Having previously undertaken undergraduate studies in public relations and advertising, Mega was seeking a postgraduate program that would enable him to utilise communication as an instrument to empower communities. UQ is one of the few universities in the world to offer the field of Communication for Social Change and Mega was grateful for the chance to expand his studies in this way. 

"The Communication for Social Change specialisation at UQ provides a fresh perspective. It highlights the importance of participation and ownership of the community, who are usually positioned as the message recipient. It integrates a multitude of discourses, ranging from development, cultural, media, information technology and social movement studies."

Discussing the practical experience embedded into the program he said, "I really appreciate that this program offers engagement opportunities with practitioners and experts outside of the university. This enriched the learning experience."

Mega with the Pacifica Young People’s Wellbeing Network (PYPWN) in 2019. This was one of the most memorable projects from his studies as he saw it bring real change to the participants.

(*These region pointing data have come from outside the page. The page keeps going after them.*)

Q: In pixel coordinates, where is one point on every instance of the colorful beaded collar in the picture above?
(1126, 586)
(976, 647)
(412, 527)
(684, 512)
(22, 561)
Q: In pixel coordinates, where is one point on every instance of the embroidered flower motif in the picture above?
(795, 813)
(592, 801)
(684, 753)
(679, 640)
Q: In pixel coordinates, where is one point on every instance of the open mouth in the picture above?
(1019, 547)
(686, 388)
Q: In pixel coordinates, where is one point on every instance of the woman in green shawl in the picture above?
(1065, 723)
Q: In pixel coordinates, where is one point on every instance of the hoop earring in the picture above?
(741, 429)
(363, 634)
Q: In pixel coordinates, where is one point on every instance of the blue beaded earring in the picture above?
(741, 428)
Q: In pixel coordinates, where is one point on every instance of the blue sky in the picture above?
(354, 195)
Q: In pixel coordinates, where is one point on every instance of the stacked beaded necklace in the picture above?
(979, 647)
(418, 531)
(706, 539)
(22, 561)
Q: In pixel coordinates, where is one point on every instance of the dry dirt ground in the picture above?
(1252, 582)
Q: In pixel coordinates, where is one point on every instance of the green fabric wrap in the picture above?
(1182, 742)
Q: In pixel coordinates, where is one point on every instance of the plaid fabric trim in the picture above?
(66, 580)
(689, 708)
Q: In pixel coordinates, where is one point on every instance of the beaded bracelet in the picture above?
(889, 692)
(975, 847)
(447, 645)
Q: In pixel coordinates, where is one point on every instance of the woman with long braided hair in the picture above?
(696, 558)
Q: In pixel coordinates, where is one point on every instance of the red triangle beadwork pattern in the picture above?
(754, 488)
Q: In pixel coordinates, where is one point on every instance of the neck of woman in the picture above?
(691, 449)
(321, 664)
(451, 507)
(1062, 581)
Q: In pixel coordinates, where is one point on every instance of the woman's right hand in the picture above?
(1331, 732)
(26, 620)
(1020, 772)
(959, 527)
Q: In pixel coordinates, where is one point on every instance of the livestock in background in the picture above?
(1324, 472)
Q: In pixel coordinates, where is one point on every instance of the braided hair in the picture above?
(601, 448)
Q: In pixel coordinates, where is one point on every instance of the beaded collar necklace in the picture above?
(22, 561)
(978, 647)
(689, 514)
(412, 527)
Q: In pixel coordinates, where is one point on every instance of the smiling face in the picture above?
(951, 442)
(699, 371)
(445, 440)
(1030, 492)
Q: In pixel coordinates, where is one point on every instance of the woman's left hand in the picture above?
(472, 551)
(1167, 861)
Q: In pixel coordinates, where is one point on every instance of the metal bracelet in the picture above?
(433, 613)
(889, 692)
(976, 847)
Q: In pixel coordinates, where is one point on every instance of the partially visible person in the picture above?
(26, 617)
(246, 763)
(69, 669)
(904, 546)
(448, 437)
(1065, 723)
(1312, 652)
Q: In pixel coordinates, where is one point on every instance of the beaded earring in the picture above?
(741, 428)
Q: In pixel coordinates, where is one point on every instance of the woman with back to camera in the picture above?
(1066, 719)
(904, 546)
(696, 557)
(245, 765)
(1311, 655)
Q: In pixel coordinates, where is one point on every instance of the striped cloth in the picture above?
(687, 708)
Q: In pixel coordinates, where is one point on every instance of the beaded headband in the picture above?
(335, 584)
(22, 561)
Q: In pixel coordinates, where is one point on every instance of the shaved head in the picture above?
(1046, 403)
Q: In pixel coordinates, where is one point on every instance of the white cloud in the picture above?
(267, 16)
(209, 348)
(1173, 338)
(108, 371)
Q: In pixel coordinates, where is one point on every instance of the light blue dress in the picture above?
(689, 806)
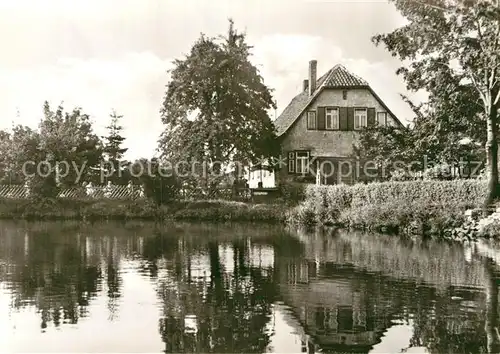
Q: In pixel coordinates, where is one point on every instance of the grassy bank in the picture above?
(211, 210)
(421, 207)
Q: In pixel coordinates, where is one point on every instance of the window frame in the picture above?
(360, 125)
(299, 161)
(332, 109)
(291, 162)
(315, 120)
(385, 119)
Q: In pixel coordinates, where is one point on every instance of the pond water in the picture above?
(69, 287)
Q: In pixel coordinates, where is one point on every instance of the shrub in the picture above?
(423, 206)
(159, 185)
(292, 192)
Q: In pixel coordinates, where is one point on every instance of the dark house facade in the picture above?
(320, 126)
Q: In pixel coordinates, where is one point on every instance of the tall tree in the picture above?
(216, 105)
(113, 149)
(69, 137)
(453, 45)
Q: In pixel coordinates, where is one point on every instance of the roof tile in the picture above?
(336, 77)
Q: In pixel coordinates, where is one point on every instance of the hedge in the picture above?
(430, 206)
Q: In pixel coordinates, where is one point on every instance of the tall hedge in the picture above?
(392, 204)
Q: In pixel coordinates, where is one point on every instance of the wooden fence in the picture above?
(120, 192)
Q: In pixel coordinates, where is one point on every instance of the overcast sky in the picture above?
(103, 55)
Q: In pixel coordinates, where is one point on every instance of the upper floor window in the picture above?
(311, 120)
(302, 162)
(360, 118)
(332, 119)
(382, 119)
(291, 162)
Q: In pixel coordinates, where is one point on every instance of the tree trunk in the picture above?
(492, 157)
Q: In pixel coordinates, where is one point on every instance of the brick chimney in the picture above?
(313, 66)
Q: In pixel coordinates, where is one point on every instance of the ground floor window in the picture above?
(298, 162)
(302, 162)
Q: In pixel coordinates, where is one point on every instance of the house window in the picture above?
(332, 119)
(302, 162)
(311, 120)
(291, 162)
(382, 119)
(360, 118)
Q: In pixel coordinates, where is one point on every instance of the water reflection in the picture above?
(200, 288)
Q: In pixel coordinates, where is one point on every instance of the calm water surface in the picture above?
(200, 288)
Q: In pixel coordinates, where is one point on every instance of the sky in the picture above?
(104, 55)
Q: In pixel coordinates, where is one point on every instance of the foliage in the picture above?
(68, 137)
(387, 145)
(429, 205)
(145, 209)
(292, 192)
(18, 148)
(452, 50)
(160, 184)
(216, 106)
(113, 151)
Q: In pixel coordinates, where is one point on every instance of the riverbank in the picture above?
(94, 210)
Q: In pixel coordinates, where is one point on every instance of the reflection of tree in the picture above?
(491, 323)
(54, 275)
(231, 310)
(113, 279)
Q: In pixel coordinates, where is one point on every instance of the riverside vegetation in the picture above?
(429, 208)
(443, 209)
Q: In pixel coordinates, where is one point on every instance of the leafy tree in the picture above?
(17, 149)
(69, 137)
(453, 47)
(386, 146)
(160, 183)
(216, 106)
(439, 136)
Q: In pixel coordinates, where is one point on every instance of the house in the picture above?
(261, 177)
(320, 126)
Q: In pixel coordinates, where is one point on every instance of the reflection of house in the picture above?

After completing his first year of studies at UQ, Mega flew back to Indonesia for a communication internship. As part of this internship, he was invited by the Indonesian Ministry of Education to train high school teachers from throughout the country. He saw this as an opportunity to utilise the techniques he had learnt in his CSC studies at UQ. 

 "I employed participatory communication strategies in order to assist these teachers in identifying issues they encountered in teaching debate and critical thinking to high school students. This was the moment where I witnessed the importance of ownership of knowledge, a principle that overarches CSC discourses."

What does the future hold for Mega?

Mega aspires to be a researcher with impact in the CSC field. He is particulary interested in exploring digital literacy, building on his initial research engagement at the Centre for Southeast Asia Social Studies at the Universitas Gadjah Mada. He is also interested in building on his Master’s thesis which explored how village-based initiatives can provide resilience to community members against a crisis. When the right opportunity arises, he is keen to return to UQ to complete a PhD in the CSC field. 

 "I aspire to become a communication scholar and I believe that having a research portfolio is instrumental for my desired career trajectory."

The School looks forward to seeing Mega continue to create change through his research and work in the field of communication for social change.